My mom always taught me I could survive. Thankfully she was able to support me, albeit not in the most traditional way, and then I found a job that helped me scrape by. But trying to keep up in school was a whole 'nother ball game. All of my friends are in college, and honestly, it's been hard to figure out how to keep doing high school. I'm expected to pay rent, and then I have teachers hounding me about quizzes due last week. I've had a couple different jobs in the last couple months, and now I'm working as a caregiver and medical technician. I also work as a peer educator and really like the work I do with politics and sex ed, doing peer education around sex ed. I do know I want to end up working in nonprofits and working with youth.
Last legislative session, I had a chance to go up to lobby for a comprehensive sex-ed bill in Nevada. I was raped when I was 13. I was assaulted when I was 4. I was able to explain to legislators that when I had sex education, I entered that room as a rape survivor, and the education I got hurt me more than it helped. I never had the words to figure out what happened to me. When the first thing I heard was that if you have sex before marriage, you're unpure and disgusting, it really set me into this spiral. At that point I was questioning my identity, and I asked about girls who liked girls, and the teacher said, "I can't talk about that, because of my religion." I knew I didn't want anyone to go through that shitty sex ed.
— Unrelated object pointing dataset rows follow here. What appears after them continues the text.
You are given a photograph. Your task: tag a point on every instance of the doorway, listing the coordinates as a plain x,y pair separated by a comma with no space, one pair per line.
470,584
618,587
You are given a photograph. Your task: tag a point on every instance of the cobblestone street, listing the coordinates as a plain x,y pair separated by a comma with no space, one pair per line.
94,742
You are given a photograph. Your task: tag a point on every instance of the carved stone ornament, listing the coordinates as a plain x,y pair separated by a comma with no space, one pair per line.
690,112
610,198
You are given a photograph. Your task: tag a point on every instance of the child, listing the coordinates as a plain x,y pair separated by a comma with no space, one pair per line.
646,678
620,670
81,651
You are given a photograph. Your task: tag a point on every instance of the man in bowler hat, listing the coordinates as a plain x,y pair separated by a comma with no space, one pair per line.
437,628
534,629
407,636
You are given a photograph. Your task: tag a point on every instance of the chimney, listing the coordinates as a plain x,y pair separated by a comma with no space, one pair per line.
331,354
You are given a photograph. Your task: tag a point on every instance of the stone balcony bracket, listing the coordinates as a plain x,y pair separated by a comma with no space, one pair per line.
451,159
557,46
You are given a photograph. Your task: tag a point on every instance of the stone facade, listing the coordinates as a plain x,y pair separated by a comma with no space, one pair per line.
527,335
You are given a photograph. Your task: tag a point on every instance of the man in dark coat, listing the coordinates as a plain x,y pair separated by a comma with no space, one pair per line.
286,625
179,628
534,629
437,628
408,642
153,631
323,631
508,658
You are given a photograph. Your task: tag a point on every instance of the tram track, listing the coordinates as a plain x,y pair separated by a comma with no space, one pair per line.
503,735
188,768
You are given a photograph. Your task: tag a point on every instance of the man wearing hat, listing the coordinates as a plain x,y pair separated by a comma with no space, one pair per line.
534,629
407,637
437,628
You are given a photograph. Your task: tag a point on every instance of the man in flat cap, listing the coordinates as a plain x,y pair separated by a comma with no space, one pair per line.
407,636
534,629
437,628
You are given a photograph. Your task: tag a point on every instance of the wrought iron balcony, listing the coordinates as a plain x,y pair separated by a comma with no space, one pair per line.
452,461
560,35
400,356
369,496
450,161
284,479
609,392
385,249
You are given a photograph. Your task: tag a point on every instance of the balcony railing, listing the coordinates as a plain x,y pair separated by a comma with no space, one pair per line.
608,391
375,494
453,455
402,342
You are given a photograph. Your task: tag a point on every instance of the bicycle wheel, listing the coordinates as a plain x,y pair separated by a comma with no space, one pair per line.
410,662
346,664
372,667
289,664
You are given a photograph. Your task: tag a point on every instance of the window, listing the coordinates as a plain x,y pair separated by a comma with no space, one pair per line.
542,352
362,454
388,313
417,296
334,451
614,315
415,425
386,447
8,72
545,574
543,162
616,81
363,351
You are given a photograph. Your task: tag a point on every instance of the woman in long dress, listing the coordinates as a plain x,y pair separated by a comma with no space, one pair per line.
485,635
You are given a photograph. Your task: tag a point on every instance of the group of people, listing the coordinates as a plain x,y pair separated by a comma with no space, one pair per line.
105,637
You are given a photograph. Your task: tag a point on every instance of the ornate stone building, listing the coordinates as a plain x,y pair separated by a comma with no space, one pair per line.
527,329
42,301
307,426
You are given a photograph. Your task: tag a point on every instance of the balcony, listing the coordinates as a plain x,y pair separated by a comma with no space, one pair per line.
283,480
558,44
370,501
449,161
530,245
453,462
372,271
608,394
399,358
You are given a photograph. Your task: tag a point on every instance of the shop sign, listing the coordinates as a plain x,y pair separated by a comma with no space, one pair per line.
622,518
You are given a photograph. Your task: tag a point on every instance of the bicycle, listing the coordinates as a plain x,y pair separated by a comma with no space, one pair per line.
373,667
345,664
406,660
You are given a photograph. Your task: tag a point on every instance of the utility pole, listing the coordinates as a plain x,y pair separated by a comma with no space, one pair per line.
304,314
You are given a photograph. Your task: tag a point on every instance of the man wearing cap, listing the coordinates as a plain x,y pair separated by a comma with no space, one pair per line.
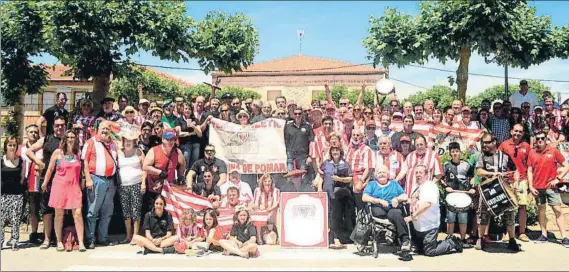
465,121
100,159
162,163
129,116
217,166
421,156
524,95
266,111
143,113
371,138
168,118
49,114
297,135
408,123
123,102
108,113
245,192
226,98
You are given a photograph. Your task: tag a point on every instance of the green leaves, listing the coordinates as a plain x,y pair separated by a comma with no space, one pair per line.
504,32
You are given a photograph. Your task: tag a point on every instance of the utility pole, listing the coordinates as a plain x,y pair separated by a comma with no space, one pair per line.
506,82
300,35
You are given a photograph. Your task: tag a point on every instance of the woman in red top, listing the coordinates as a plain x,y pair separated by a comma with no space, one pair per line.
66,189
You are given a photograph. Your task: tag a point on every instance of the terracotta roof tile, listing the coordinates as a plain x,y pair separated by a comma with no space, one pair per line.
305,65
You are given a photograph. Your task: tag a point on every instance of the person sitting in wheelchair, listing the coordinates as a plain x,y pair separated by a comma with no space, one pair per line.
386,198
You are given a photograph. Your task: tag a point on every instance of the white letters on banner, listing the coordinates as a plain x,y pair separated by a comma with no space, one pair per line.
250,149
304,220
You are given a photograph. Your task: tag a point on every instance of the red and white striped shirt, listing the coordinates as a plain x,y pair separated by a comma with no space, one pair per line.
265,200
430,160
360,159
100,162
393,161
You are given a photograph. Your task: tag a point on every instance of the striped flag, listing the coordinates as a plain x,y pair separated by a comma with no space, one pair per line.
442,135
178,199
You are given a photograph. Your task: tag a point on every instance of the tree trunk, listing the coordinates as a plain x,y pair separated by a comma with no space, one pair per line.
101,86
19,115
462,71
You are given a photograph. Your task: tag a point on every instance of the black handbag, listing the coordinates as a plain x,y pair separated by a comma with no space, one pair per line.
362,232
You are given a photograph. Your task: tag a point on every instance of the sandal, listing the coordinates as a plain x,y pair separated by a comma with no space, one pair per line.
45,245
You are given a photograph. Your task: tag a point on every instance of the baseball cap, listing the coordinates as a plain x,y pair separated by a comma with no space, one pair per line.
155,109
169,134
397,114
405,138
108,99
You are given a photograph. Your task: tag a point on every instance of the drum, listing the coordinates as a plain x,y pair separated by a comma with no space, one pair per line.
498,196
458,202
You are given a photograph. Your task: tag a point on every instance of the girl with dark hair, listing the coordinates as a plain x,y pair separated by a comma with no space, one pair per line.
158,227
12,194
212,234
66,188
243,236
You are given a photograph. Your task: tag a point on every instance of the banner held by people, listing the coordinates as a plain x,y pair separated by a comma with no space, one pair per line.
252,149
178,199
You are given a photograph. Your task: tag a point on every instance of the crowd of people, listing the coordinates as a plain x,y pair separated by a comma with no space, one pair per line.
351,151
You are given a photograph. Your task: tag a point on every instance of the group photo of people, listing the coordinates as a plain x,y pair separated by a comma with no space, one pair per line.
380,169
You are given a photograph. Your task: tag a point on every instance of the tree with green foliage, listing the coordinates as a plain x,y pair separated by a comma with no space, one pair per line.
503,32
339,91
440,94
497,92
21,29
98,38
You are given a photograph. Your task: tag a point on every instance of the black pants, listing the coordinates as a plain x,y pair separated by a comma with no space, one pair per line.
427,244
342,214
395,216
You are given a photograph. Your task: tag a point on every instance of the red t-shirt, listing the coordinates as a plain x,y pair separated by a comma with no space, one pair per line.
520,158
544,165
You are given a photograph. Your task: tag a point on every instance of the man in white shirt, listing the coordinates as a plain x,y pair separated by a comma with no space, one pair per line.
524,95
426,215
245,195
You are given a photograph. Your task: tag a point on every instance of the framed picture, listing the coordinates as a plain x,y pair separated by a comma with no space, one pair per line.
304,220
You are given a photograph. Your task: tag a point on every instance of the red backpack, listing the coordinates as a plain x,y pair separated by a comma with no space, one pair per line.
70,240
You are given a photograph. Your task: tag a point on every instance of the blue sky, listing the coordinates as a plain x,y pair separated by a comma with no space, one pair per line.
336,29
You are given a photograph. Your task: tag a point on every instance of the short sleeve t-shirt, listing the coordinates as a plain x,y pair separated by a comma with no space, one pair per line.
544,165
50,114
243,233
386,192
217,166
158,225
431,218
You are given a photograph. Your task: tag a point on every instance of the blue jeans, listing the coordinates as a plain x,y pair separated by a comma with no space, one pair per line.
300,161
462,217
100,204
191,153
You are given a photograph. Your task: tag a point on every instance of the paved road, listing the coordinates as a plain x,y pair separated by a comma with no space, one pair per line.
542,256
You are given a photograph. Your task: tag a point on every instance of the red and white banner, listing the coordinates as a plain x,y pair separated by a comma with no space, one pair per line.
564,149
441,135
252,149
178,200
304,220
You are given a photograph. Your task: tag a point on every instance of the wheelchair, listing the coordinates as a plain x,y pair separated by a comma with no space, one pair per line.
382,234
The most rewarding parts of doing this work and being able to reach out to my communities has to be that I have been able to meet such amazing people, and particularly, amazing womyn of color. ... I use "womyn" as a rejection of the inextricable connection of the seemingly inferior femininity to men and manhood. If I can help just one of these people find the resources they need to live healthy, happy, responsible, and safe lives, I will have accomplished enough for a lifetime.